Regarding the distribution of the content, the largest part of the book is dedicated to anti-bradycardia pacing, the most conventional pace-makers, that make up more than two thirds of the content of the book; the remaining third including content on implantable defibrillators and cardiac resynchronization. However, this asymmetry could even be appreciated, as general cardiologists have undoubtedly a greatest contact with pacemakers, since defibrillators and resynchronization devices are usually handled by specialised units for arrhythmias and heart failure. The 21 chapters dedicated to anti-bradycardia pacing cover from classical unresolved topics such as the physical fundaments of pacing, batteries and sensors, to completely clinical content including the established indications, neurally mediated syncope or the therapeutic ablation of the atrial-ventricular node, and mixed contents such as types of pacing and pacemaker malfunction. The section dedicated to cardiac resynchronization, although smaller, includes superb chapters dedicated to indications, results and follow-up. Other similar chapters, also with indications, results and follow-up, are included in the more limited section dedicated to implantable defibrillators.
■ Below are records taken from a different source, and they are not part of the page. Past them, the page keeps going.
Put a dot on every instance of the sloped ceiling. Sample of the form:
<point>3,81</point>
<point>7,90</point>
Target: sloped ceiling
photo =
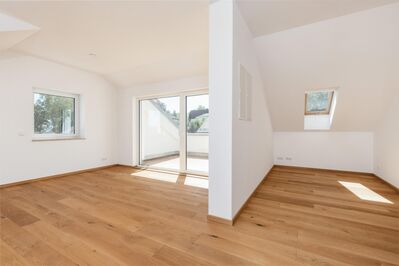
<point>13,31</point>
<point>357,53</point>
<point>133,41</point>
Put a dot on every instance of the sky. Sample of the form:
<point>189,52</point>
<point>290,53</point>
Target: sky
<point>172,103</point>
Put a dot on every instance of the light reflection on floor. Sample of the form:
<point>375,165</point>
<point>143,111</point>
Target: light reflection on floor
<point>188,180</point>
<point>364,192</point>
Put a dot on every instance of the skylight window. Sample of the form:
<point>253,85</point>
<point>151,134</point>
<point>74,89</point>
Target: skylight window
<point>319,109</point>
<point>318,102</point>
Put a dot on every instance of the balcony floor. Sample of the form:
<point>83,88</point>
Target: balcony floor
<point>194,163</point>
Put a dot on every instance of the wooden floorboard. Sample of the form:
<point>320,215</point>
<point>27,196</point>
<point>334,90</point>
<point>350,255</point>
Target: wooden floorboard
<point>115,216</point>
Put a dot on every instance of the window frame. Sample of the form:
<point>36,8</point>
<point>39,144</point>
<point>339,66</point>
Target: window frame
<point>330,101</point>
<point>55,136</point>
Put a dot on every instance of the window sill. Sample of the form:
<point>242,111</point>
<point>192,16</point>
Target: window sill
<point>57,139</point>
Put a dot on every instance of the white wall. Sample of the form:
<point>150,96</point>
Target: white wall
<point>240,151</point>
<point>220,108</point>
<point>357,53</point>
<point>350,151</point>
<point>127,111</point>
<point>198,143</point>
<point>22,159</point>
<point>252,140</point>
<point>386,152</point>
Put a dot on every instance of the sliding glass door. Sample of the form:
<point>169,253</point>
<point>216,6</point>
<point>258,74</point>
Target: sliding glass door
<point>173,132</point>
<point>159,132</point>
<point>197,132</point>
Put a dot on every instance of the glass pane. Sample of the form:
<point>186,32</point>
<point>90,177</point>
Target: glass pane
<point>159,133</point>
<point>53,114</point>
<point>318,102</point>
<point>197,132</point>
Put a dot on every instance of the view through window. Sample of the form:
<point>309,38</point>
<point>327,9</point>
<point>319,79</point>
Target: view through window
<point>54,114</point>
<point>169,143</point>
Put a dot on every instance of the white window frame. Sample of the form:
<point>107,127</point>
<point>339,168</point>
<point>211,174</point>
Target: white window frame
<point>55,136</point>
<point>182,130</point>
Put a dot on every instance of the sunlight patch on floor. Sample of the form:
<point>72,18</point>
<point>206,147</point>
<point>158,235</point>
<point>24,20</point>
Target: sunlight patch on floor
<point>156,175</point>
<point>364,192</point>
<point>193,164</point>
<point>195,181</point>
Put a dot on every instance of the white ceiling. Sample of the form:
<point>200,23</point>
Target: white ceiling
<point>269,16</point>
<point>13,31</point>
<point>134,41</point>
<point>357,53</point>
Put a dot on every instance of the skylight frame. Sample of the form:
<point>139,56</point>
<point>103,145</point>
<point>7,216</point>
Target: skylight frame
<point>330,102</point>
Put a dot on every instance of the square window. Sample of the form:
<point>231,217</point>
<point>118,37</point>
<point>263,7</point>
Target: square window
<point>55,115</point>
<point>318,102</point>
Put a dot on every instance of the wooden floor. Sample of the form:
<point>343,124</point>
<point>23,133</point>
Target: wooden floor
<point>111,217</point>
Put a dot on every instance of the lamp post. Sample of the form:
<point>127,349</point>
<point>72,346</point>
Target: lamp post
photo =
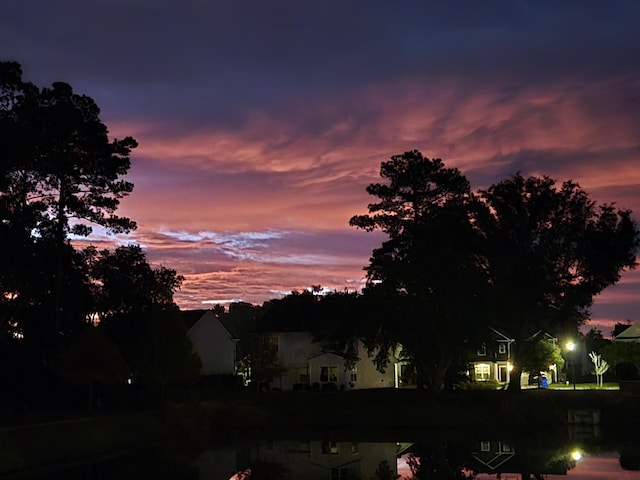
<point>571,347</point>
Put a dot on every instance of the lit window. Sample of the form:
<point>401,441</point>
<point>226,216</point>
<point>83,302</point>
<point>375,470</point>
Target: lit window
<point>339,474</point>
<point>273,341</point>
<point>328,374</point>
<point>329,448</point>
<point>505,448</point>
<point>482,372</point>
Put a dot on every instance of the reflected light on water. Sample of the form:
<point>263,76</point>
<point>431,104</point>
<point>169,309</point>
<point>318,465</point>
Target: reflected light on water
<point>242,475</point>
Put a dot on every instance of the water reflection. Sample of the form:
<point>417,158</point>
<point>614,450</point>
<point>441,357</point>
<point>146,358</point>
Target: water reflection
<point>433,455</point>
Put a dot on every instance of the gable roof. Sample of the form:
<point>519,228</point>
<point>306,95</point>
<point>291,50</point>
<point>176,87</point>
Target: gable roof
<point>631,334</point>
<point>208,316</point>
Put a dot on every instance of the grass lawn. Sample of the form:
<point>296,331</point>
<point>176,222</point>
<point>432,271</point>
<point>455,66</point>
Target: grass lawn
<point>585,386</point>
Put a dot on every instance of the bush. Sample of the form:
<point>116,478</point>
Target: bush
<point>488,385</point>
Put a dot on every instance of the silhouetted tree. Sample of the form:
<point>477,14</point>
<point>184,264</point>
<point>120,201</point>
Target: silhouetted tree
<point>430,272</point>
<point>542,353</point>
<point>134,303</point>
<point>620,327</point>
<point>59,174</point>
<point>91,358</point>
<point>594,341</point>
<point>551,250</point>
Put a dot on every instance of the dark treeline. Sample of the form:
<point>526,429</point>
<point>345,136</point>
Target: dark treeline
<point>525,255</point>
<point>75,317</point>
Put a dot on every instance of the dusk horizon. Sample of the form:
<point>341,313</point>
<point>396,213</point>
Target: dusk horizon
<point>259,127</point>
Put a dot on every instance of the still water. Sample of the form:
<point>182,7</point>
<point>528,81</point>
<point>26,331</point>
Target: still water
<point>584,453</point>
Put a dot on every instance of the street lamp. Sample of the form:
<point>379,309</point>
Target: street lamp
<point>571,347</point>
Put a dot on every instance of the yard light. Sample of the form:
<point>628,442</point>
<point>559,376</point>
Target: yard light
<point>571,347</point>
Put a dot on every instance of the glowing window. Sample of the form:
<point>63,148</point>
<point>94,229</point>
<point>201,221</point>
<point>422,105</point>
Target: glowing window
<point>482,372</point>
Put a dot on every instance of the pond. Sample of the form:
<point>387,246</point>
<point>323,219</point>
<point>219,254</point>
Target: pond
<point>579,452</point>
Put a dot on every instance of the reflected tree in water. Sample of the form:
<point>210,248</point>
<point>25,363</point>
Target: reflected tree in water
<point>262,470</point>
<point>385,472</point>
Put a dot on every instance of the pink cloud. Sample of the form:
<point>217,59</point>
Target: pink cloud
<point>306,169</point>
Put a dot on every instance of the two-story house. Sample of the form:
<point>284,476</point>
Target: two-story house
<point>492,359</point>
<point>310,364</point>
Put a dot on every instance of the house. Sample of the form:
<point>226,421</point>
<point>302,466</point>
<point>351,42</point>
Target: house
<point>213,342</point>
<point>491,360</point>
<point>310,364</point>
<point>631,334</point>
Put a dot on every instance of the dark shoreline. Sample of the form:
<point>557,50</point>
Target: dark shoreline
<point>373,415</point>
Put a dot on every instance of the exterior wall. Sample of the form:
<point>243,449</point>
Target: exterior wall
<point>294,350</point>
<point>369,377</point>
<point>214,344</point>
<point>304,361</point>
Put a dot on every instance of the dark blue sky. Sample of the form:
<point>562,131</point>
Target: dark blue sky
<point>261,123</point>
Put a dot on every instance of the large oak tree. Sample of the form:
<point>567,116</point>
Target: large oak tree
<point>428,277</point>
<point>551,251</point>
<point>60,173</point>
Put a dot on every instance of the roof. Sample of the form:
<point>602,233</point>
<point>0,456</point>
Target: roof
<point>631,334</point>
<point>191,317</point>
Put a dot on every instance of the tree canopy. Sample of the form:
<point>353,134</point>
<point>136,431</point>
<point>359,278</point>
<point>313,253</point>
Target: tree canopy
<point>430,271</point>
<point>525,255</point>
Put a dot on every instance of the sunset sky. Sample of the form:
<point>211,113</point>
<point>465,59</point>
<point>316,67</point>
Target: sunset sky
<point>260,123</point>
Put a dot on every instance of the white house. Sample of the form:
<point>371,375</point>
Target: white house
<point>310,364</point>
<point>631,334</point>
<point>215,345</point>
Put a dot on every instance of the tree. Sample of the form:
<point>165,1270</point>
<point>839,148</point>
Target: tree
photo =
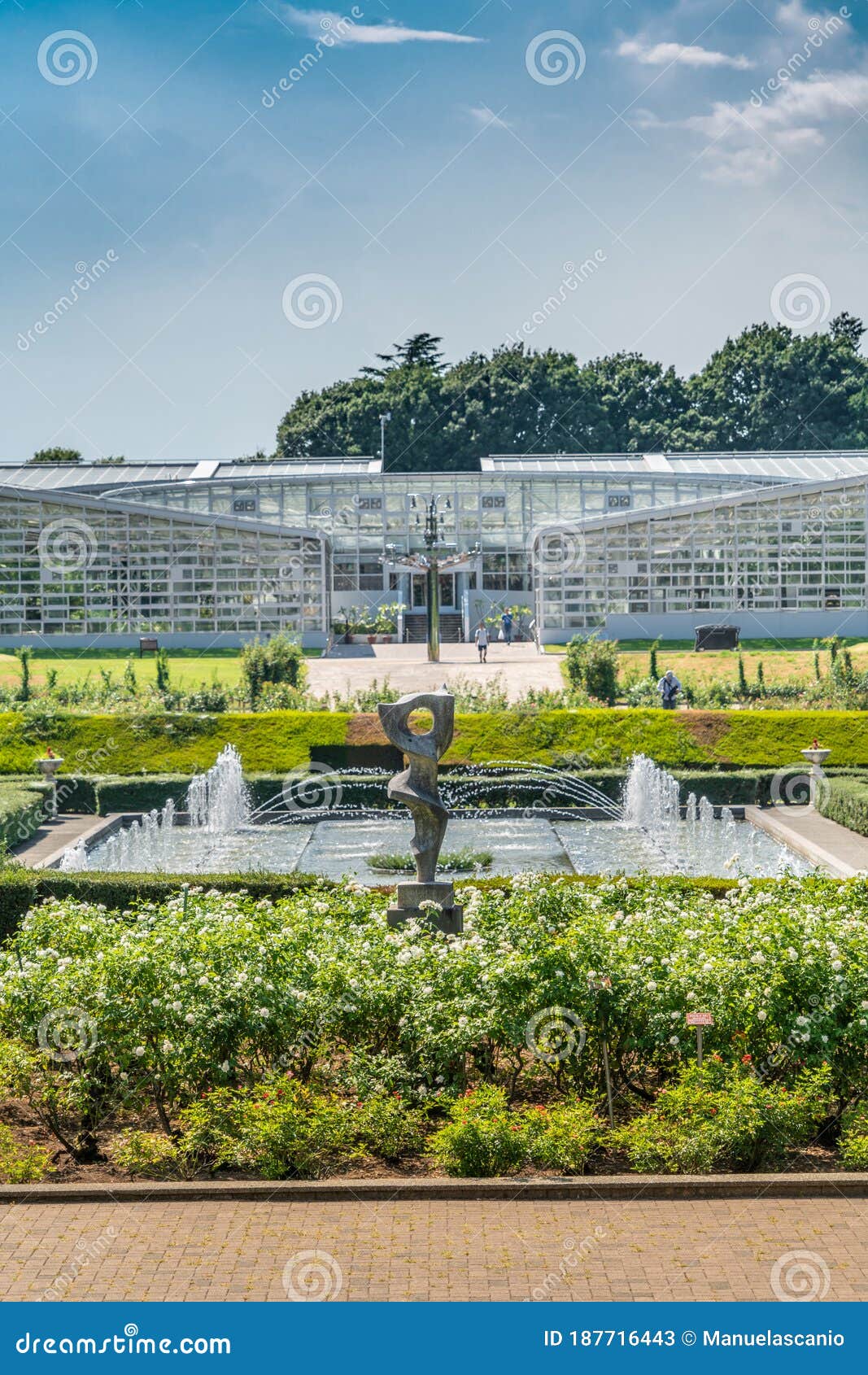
<point>770,388</point>
<point>57,456</point>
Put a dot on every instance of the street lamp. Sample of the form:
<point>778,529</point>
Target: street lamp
<point>431,563</point>
<point>384,418</point>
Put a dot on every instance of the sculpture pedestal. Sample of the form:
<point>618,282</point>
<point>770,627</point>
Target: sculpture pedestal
<point>409,906</point>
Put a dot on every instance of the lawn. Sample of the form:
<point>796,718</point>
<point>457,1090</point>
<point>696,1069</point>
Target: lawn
<point>187,667</point>
<point>787,661</point>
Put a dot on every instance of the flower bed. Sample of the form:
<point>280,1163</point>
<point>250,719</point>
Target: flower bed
<point>303,1037</point>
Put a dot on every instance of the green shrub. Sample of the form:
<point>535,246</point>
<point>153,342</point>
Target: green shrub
<point>720,1117</point>
<point>853,1146</point>
<point>150,1155</point>
<point>569,1133</point>
<point>591,665</point>
<point>21,1163</point>
<point>482,1137</point>
<point>845,801</point>
<point>485,1136</point>
<point>21,811</point>
<point>280,1129</point>
<point>386,1126</point>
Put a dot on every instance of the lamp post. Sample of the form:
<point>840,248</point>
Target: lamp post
<point>384,420</point>
<point>430,563</point>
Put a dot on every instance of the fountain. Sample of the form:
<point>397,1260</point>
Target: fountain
<point>569,825</point>
<point>417,788</point>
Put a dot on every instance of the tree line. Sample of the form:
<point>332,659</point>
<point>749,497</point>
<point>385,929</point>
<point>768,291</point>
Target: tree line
<point>770,388</point>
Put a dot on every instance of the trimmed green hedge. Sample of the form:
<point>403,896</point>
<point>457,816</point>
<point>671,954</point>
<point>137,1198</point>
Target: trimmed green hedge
<point>845,801</point>
<point>21,810</point>
<point>276,741</point>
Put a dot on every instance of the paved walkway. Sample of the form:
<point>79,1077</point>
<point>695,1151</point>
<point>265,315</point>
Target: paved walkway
<point>826,843</point>
<point>350,667</point>
<point>435,1251</point>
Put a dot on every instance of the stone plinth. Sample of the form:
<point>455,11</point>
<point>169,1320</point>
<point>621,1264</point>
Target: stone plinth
<point>410,897</point>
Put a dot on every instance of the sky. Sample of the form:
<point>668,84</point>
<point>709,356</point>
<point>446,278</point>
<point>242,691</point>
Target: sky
<point>212,207</point>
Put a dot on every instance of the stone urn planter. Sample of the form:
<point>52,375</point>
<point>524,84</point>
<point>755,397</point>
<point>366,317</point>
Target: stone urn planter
<point>49,767</point>
<point>816,758</point>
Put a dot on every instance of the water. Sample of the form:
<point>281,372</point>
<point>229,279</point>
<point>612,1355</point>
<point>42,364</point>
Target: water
<point>647,833</point>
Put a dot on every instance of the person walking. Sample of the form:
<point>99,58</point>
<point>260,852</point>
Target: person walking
<point>669,689</point>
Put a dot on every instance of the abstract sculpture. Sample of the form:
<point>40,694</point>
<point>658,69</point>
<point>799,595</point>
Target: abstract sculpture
<point>417,788</point>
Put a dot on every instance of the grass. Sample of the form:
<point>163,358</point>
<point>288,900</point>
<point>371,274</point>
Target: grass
<point>453,861</point>
<point>187,667</point>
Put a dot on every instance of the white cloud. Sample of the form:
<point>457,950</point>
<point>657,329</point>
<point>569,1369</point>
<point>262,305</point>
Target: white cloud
<point>752,141</point>
<point>487,119</point>
<point>344,29</point>
<point>663,54</point>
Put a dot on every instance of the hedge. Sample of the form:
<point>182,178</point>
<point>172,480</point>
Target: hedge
<point>845,801</point>
<point>21,810</point>
<point>21,888</point>
<point>278,741</point>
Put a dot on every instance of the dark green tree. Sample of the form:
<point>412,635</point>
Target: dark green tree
<point>55,456</point>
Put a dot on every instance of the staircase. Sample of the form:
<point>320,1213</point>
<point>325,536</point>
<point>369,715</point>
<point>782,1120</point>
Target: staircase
<point>416,627</point>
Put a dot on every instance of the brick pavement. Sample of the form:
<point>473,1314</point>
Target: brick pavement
<point>432,1251</point>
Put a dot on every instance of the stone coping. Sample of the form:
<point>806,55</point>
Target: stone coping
<point>581,1189</point>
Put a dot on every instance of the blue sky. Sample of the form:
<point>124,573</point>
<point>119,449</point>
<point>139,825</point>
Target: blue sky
<point>413,172</point>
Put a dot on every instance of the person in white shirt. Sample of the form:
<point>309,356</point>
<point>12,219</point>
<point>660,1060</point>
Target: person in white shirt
<point>669,689</point>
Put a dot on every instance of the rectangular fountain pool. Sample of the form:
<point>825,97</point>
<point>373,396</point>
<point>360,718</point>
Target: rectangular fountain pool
<point>338,849</point>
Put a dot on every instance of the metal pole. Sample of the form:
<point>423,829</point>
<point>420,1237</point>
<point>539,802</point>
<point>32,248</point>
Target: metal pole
<point>434,609</point>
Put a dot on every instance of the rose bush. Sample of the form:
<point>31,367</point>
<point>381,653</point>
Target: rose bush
<point>111,1018</point>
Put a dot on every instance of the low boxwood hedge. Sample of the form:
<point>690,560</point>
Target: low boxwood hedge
<point>21,810</point>
<point>183,743</point>
<point>845,799</point>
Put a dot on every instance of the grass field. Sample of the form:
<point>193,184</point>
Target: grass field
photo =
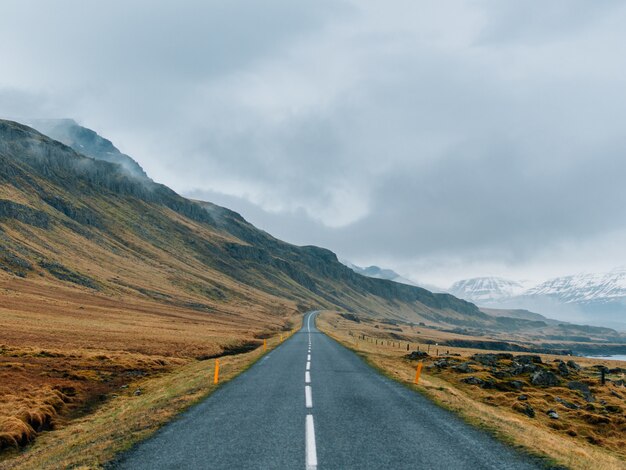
<point>67,354</point>
<point>590,436</point>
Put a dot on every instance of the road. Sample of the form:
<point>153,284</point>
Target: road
<point>309,404</point>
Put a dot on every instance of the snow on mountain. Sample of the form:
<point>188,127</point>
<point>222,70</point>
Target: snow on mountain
<point>379,273</point>
<point>591,298</point>
<point>486,290</point>
<point>585,287</point>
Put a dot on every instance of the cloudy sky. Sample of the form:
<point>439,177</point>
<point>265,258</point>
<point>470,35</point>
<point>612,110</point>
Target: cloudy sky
<point>444,139</point>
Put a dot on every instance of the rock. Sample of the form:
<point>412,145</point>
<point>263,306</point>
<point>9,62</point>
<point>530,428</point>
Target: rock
<point>613,408</point>
<point>529,411</point>
<point>563,369</point>
<point>525,408</point>
<point>544,378</point>
<point>573,365</point>
<point>473,381</point>
<point>500,374</point>
<point>464,368</point>
<point>528,359</point>
<point>519,369</point>
<point>516,384</point>
<point>488,384</point>
<point>486,359</point>
<point>583,388</point>
<point>416,355</point>
<point>567,404</point>
<point>552,414</point>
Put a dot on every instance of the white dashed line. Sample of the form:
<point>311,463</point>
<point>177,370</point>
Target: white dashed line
<point>311,451</point>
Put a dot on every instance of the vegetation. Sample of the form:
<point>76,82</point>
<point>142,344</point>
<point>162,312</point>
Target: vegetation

Overall, it is a concrete and focused study addressed to pacemakers rather than to other implantable devices, which successfully aims to clarify the bases and use of implantable devices, avoiding technical terms inaccessible for general cardiologists and using abundant diagrams and figures. The lack of publications of this type written in Spanish adds a special interest to this book, which will probably become a useful guide for cardiologists in training and a frequent source of consultation for general cardiologists and arrhythmia implant specialists. It will undoubtedly be very welcomed in our hospitals, outpatient departments and libraries.